Assim que a Rússia começou a atacar a Ucrânia, os EUA e a OTAN apressaram-se em condenar a ação como um dos mais graves crimes de guerra: a violação da soberania.

Tinham toda a razão, embora faltasse a Washington autoridade moral para essa acusação pois já praticou algo igual ou semelhante várias vezes.

Na guerra do Vietnã, o governo Johnson fabricou um incidente no Golfo de Tomkin, uma suposta agressão de navios norte-vietnamitas a amenos destróieres americanos. E, com base nesse legítimo fake news, conseguiu aprovação do Congresso para declarar guerra ao Vietnã do Norte, país apadrinhado pela União Soviética.

Nessa guerra, que durou quase 18 anos, morreram cerca de 2 milhões de civis vietnamitas.

Na Guerra do Iraque, os EUA invadiram o país em 2003, ocupando-o totalmente até 2011. Durante esses 8 anos, movimentos iraquianos enfrentaram as forças estrangeiras, numa guerra de guerrilhas , que causou mais de 300 mil mortes (Iraqi Body Count).

O pretexto dessa violação de soberania foi o governo iraquiano estar desenvolvendo armas nucleares.

Conquistado o país, o exército dos EUA promoveu a mais minuciosa busca de atividades nucleares iraquianas, porém, para grande tristeza da Casa Branca, não encontrou nada.

Mesmo depois de revelada sua falsidade, os estadunidenses continuaram governando o país, como se deles fosse, até partirem, em 2011, diante dos insistentes protestos do povo iraquiano e dos ataques dos rebeldes.

Devido ao atentado às Torres Gêmeas, planejado pela Al Qaeda, os EUA exigiram que o Afeganistão entregasse Bin Laden, chefe da organização terrorista, e expulsasse seus milicianos, que estavam homiziados no país.

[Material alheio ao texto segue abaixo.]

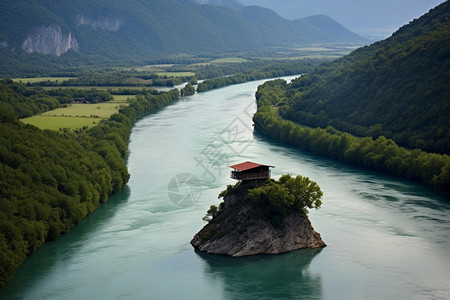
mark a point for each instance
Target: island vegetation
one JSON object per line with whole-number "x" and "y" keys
{"x": 52, "y": 179}
{"x": 262, "y": 217}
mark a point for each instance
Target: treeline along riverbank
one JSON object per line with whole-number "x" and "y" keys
{"x": 50, "y": 181}
{"x": 379, "y": 154}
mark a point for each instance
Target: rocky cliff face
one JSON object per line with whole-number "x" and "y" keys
{"x": 49, "y": 40}
{"x": 241, "y": 230}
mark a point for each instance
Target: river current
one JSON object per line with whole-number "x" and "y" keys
{"x": 387, "y": 238}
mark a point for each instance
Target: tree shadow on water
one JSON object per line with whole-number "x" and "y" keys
{"x": 283, "y": 276}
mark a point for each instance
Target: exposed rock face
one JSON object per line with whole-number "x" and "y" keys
{"x": 49, "y": 40}
{"x": 241, "y": 230}
{"x": 102, "y": 22}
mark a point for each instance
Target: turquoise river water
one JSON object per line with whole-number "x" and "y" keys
{"x": 387, "y": 238}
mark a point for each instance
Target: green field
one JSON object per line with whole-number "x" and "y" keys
{"x": 229, "y": 60}
{"x": 175, "y": 74}
{"x": 55, "y": 123}
{"x": 41, "y": 79}
{"x": 76, "y": 116}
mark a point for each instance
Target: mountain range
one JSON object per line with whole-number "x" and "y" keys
{"x": 375, "y": 19}
{"x": 398, "y": 87}
{"x": 144, "y": 29}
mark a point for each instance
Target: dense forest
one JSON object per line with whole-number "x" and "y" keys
{"x": 379, "y": 154}
{"x": 50, "y": 181}
{"x": 397, "y": 88}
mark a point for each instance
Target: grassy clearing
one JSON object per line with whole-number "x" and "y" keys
{"x": 76, "y": 116}
{"x": 100, "y": 110}
{"x": 175, "y": 74}
{"x": 229, "y": 60}
{"x": 121, "y": 98}
{"x": 55, "y": 123}
{"x": 41, "y": 79}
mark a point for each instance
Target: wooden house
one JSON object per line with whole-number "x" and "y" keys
{"x": 250, "y": 171}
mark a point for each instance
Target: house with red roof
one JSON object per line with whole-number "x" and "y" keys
{"x": 250, "y": 171}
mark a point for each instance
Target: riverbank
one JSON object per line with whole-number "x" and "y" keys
{"x": 380, "y": 155}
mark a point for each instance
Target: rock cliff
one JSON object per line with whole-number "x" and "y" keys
{"x": 242, "y": 229}
{"x": 49, "y": 40}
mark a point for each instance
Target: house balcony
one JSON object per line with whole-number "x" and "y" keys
{"x": 250, "y": 176}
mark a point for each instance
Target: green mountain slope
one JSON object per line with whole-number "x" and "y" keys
{"x": 109, "y": 32}
{"x": 326, "y": 29}
{"x": 398, "y": 88}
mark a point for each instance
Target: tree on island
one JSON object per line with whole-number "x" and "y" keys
{"x": 277, "y": 198}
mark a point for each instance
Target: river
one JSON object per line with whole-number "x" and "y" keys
{"x": 387, "y": 238}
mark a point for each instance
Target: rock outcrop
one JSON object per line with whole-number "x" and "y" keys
{"x": 241, "y": 229}
{"x": 49, "y": 40}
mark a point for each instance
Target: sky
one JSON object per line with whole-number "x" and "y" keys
{"x": 376, "y": 18}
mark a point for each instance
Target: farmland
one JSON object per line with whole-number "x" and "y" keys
{"x": 76, "y": 116}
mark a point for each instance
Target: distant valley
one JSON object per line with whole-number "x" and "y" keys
{"x": 139, "y": 31}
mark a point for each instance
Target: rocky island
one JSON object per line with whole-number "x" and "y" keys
{"x": 262, "y": 216}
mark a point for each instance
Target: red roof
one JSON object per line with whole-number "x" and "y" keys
{"x": 248, "y": 165}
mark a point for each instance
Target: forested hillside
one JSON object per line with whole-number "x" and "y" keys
{"x": 398, "y": 88}
{"x": 50, "y": 181}
{"x": 99, "y": 32}
{"x": 362, "y": 108}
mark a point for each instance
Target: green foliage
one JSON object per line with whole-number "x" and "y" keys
{"x": 50, "y": 181}
{"x": 287, "y": 194}
{"x": 381, "y": 154}
{"x": 230, "y": 188}
{"x": 188, "y": 90}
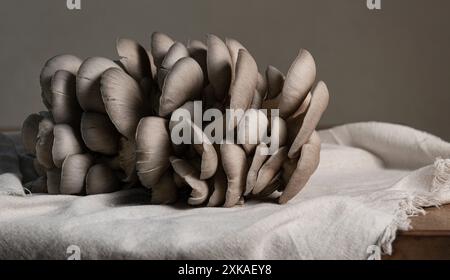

Diante da recusa do governo Talibã, tropas norte-americanas invadiram e ocuparam o Afeganistão.

Embora as razões para a invasão fossem aceitáveis, os EUA poderiam, eventualmente, impedir o prosseguimento da guerra, que acabou durando mais 18 anos, ao negar-se a admitir seu fim, quase no começo das hostilidades. Esse fato, convenientemente esquecido, só foi revelado ao público pelo The New York Times, em 23 de agosto de 2021.

O jornal informou que, depois dos primeiros dois meses da invasão, os devastadores ataques americanos convenceram os talibãs de que não teriam chance. Foi então que, seu chefe, o mulá Omar, pediu a Hamid Karzai, político bem visto pelos norte-americanos, que lhes apresentasse uma proposta de rendição. Queria reunir-se com o comando dos EUA para acertar um acordo, no qual os talibãs garantiriam seu adeus às armas, a entrega de todo o país aos invasores e o sumiço dos jihadistas da vida política nacional.

Os EUA não aceitaram.

Em resposta o secretário da Defesa, Donald Rumsfeld, afirmou: ”Os EUA não estão inclinados a negociar rendições.” E, eufórico, acrescentou que o seu governo queria era o mulá Omar preso ou morto”.

Além do chefe do Talibã, mais 288 mil pessoas morreram nos 18 anos da Guerra do Afeganistão (Watson Institute- Brown University). Quantas poderiam estar vivas se os EUA não tivessem possivelmente aceitado definir os temos da renúncia dos talibãs logo no princípio da conflagração.

No Afeganistão, como em todas as demais últimas guerras norte-americanas, eles foram responsáveis diretos ou indiretos e, ao contrário do que está sendo aplicado agora contra a Rússia, não receberam quaisquer sanções.

É uma das vantagens de ser a nação mais poderosa do mundo.

Ainda há resquícios das leis da selva nas que regem nossa civilização. E a hipocrisia continua considerando que violações do Direito Internacional só existem quando praticadas por adversários.

A Guerra da Urânia se insere no quadro geral da disputa pela hegemonia no Leste Europeu, entre os russos e os EUA, apoiados pela sua criação, a OTAN.
Em episódios anteriores, os russos têm suas queixas de ações fora das quatro linhas do seu rival, o autoproclamado bastião do fairplay nas relações internacionais.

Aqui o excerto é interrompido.